Candan Erçetin ile 13 yıllık başkan Garo Mafyan arasında kıyasıya geçen rekabeti birebir izleyen CRI Türk FM genel müdürü Doç. Dr. Michael Kuyucu sosyal medya hesabından yaşananları dile getirdi.
O günkü durumu isim vermeden anlatan Kuyucu, seçimler için “Cumhurbaşkanlığı seçimlerinde dahi yaşanmayan bir kutuplaşma gördüm, aslında orada mecliste yaşanan CHP ile AKP’nin savaşını gördüm” dedi.

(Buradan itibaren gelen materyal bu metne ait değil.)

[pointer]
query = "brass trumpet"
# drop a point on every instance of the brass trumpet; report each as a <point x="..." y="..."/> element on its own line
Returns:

İşte Michael Kuyucu’nun MSG seçimine dair gözlemleri;
Bugün MSG adlı müzik meslek birliğinin yönetim seçimlerini baştan sona izledim.
Önce o seçim komedisinden utandım, sonra bir iletişimci olarak ders çıkardım. Cumhurbaşkanlığı seçimlerinde dahi yaşanmayan bir kutuplaşma gördüm, aslında orada mecliste yaşanan CHP ile AKP’nin savaşını gördüm.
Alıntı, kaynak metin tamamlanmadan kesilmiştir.